ノボノルディスクの肥満症治療薬「ウゴービ」や「オゼンピック」、イーライリリーの「マンジャロ」や「ゼップバウンド」は、血糖値の制御と劇的な減量を促す効果があることが示された。
こうした好材料に支えられ、イーライリリー株は第3・四半期に14.5%上昇、年初来では67%値上がりした。同社株の保有高を第3・四半期に大きく増やした機関投資家には、JPモルガン・チェース、ブラックロック、バンガードに加え、ヘッジファンドのトゥー・シグ、タイガー・グローバル・マネジメント、コーチュー・マネジメントなどが名を連ねている。
JPモルガンはイーライリリー株の保有株数を160万株余り増やした。
またフィデリティ・インベストメンツ、ラザード・アセット・マネジメント、Tロウ・プライス、ソロス・ファンドなどは、ノボノルディスクの米国預託証券(ADR)を追加購入した。同社のADRは第3・四半期に12.4%上昇、年初来では45.8%上がった。

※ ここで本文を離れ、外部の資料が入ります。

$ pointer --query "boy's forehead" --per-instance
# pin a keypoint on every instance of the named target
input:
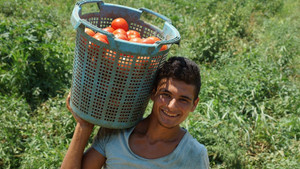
(186, 89)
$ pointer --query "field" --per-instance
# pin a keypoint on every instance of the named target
(248, 51)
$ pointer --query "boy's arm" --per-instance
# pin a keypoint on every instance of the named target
(75, 157)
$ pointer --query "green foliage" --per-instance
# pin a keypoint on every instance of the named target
(34, 62)
(248, 52)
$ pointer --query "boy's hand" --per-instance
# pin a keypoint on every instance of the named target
(79, 120)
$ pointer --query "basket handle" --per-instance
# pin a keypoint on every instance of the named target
(156, 14)
(76, 20)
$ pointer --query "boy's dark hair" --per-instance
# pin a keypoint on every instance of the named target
(180, 68)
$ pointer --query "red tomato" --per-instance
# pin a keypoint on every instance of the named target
(121, 36)
(133, 33)
(136, 40)
(164, 47)
(98, 34)
(119, 31)
(120, 23)
(89, 31)
(109, 29)
(101, 38)
(153, 38)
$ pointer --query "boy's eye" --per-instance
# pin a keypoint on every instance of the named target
(184, 100)
(166, 95)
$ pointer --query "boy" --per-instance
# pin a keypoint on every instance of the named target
(157, 141)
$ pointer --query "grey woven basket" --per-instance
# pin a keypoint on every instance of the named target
(111, 83)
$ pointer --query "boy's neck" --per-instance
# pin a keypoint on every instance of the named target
(156, 132)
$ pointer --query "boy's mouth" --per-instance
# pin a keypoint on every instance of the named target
(170, 114)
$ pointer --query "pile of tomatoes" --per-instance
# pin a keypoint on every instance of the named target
(119, 27)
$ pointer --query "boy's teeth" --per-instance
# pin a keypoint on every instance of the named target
(172, 115)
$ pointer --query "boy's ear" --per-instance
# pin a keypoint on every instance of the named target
(153, 94)
(195, 104)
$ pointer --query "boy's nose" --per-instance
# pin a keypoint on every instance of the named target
(172, 103)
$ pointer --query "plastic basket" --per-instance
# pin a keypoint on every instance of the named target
(111, 83)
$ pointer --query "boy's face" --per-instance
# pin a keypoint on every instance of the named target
(173, 100)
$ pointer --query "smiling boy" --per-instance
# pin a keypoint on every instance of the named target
(157, 141)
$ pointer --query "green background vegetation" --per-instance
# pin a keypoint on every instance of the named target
(248, 51)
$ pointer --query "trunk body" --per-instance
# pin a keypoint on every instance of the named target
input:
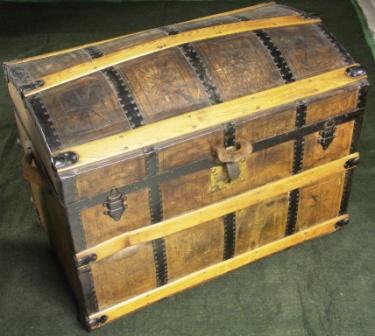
(165, 158)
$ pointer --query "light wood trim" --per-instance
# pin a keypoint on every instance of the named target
(163, 43)
(212, 116)
(216, 270)
(64, 51)
(235, 11)
(215, 210)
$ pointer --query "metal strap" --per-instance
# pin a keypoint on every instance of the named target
(156, 211)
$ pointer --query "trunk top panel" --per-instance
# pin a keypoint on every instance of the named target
(116, 86)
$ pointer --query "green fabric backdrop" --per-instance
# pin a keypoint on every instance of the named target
(323, 287)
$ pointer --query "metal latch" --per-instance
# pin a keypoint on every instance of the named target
(327, 134)
(115, 204)
(231, 156)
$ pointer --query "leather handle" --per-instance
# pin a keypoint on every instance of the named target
(234, 153)
(30, 172)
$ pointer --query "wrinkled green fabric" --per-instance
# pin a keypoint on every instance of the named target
(323, 287)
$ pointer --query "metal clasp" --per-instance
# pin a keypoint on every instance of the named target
(327, 134)
(115, 204)
(232, 155)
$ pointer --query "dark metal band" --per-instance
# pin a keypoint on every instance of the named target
(298, 152)
(277, 57)
(301, 109)
(156, 211)
(94, 52)
(45, 121)
(346, 192)
(292, 212)
(119, 83)
(229, 219)
(229, 135)
(336, 44)
(229, 235)
(202, 72)
(361, 102)
(210, 162)
(124, 96)
(88, 289)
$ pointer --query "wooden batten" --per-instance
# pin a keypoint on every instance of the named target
(212, 116)
(214, 271)
(215, 210)
(88, 45)
(163, 43)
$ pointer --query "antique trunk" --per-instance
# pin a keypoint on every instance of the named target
(165, 158)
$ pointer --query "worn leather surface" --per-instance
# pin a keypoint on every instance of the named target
(325, 287)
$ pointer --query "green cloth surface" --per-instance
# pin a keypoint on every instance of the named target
(323, 287)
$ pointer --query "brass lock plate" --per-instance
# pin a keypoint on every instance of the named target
(220, 179)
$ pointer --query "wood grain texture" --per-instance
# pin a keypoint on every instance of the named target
(320, 201)
(113, 174)
(261, 224)
(107, 42)
(167, 42)
(215, 210)
(164, 85)
(306, 50)
(191, 250)
(98, 226)
(216, 270)
(315, 155)
(336, 103)
(174, 127)
(239, 73)
(125, 274)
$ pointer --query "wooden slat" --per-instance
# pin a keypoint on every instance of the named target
(98, 43)
(216, 270)
(215, 210)
(163, 43)
(212, 116)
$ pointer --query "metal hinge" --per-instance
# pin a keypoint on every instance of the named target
(351, 163)
(95, 322)
(327, 134)
(64, 159)
(115, 204)
(85, 260)
(341, 223)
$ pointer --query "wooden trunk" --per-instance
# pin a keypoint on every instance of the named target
(162, 159)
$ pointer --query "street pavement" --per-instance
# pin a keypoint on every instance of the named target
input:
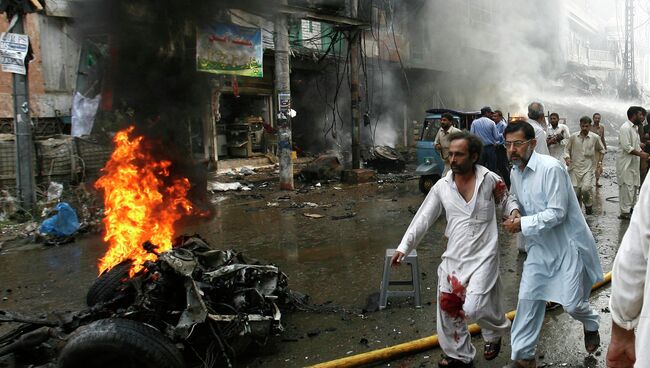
(337, 259)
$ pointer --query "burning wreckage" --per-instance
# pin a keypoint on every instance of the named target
(191, 304)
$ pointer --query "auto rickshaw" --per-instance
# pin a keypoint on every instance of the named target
(430, 163)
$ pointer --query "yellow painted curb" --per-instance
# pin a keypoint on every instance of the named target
(414, 346)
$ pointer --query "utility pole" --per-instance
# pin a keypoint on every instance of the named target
(283, 94)
(354, 37)
(629, 89)
(23, 131)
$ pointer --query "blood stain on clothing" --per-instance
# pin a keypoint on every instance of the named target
(452, 303)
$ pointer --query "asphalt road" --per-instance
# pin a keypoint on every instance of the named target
(336, 259)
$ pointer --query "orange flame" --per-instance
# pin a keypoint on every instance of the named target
(139, 204)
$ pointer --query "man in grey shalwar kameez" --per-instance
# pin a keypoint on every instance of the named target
(562, 262)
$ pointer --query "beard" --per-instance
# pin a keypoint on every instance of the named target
(520, 161)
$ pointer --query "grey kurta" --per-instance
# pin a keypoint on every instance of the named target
(627, 165)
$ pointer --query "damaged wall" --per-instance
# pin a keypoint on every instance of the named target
(52, 73)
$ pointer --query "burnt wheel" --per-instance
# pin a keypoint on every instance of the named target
(427, 182)
(109, 284)
(114, 342)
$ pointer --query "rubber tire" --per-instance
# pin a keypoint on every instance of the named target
(123, 343)
(427, 182)
(106, 285)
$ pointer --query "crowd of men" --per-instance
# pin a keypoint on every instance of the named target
(538, 176)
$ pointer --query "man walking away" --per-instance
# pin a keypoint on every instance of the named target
(469, 286)
(485, 129)
(628, 161)
(582, 148)
(630, 300)
(441, 141)
(600, 130)
(502, 157)
(556, 137)
(538, 122)
(562, 261)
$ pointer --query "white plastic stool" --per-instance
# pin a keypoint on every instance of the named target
(411, 260)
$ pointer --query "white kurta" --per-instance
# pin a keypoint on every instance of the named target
(472, 250)
(442, 138)
(627, 165)
(582, 151)
(630, 300)
(559, 243)
(540, 136)
(557, 149)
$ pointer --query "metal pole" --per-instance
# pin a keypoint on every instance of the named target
(23, 131)
(355, 41)
(282, 88)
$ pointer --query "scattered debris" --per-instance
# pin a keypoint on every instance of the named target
(245, 170)
(216, 186)
(327, 167)
(195, 303)
(385, 159)
(54, 192)
(344, 216)
(8, 206)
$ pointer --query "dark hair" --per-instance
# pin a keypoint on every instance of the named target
(474, 143)
(520, 126)
(448, 116)
(633, 110)
(486, 110)
(535, 110)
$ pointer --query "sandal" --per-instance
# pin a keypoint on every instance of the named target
(491, 349)
(592, 341)
(449, 362)
(552, 305)
(527, 363)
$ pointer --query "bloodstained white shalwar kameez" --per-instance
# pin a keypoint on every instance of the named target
(628, 167)
(630, 301)
(583, 152)
(470, 264)
(562, 262)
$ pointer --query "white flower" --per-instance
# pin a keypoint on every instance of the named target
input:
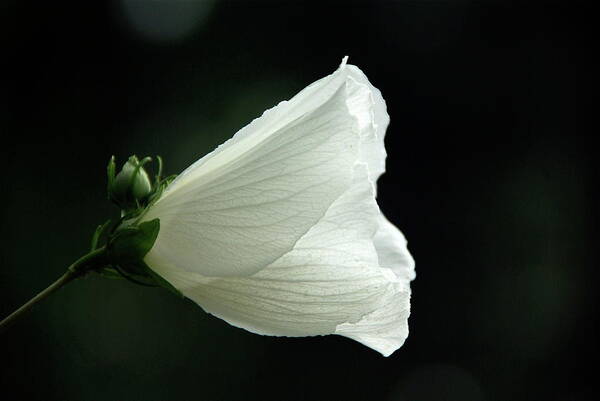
(278, 232)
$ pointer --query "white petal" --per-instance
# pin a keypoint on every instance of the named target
(329, 284)
(392, 250)
(278, 231)
(247, 203)
(373, 150)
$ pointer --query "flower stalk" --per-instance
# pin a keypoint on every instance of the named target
(79, 268)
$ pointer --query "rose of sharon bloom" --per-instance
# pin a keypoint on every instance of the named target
(277, 231)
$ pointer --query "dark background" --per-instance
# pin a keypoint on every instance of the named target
(490, 176)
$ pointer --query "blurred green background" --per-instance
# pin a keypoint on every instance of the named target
(490, 176)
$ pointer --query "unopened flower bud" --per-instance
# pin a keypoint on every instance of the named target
(131, 186)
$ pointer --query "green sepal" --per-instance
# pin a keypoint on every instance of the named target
(109, 272)
(100, 231)
(130, 244)
(111, 172)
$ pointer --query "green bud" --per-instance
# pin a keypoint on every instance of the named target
(131, 186)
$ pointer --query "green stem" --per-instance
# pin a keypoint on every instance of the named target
(78, 269)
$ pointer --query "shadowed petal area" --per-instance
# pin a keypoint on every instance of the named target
(278, 231)
(241, 216)
(330, 283)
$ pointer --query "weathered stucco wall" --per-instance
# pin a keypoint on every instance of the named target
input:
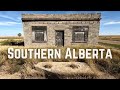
(91, 20)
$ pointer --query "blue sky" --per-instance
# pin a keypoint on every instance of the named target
(11, 25)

一方、ウェリントン・マネジメント・グループやカリフォルニア州公務員退職年金基金(CalPERS)、ブリッジウォーター・アソイエイツなどの機関投資家は、イーライリリー株の保有高を縮小。マーシャル・ウェイスやルネッサンス・テクノロジーズはほぼ全て手放した。
これらの機関投資家は、イーライリリー株があまりにも速いペースで値上がりしてきた上、この先は他の製薬会社との競争が予想されることへの不安から保有高を減らしたようだ。
LSEGデータストリームによると、業績見通しに基づく株価収益率(PER)は現在、イーライリリーが54倍、ノボノルディスクが34倍。これに対しS&P総合500種全体では18.3倍となっている。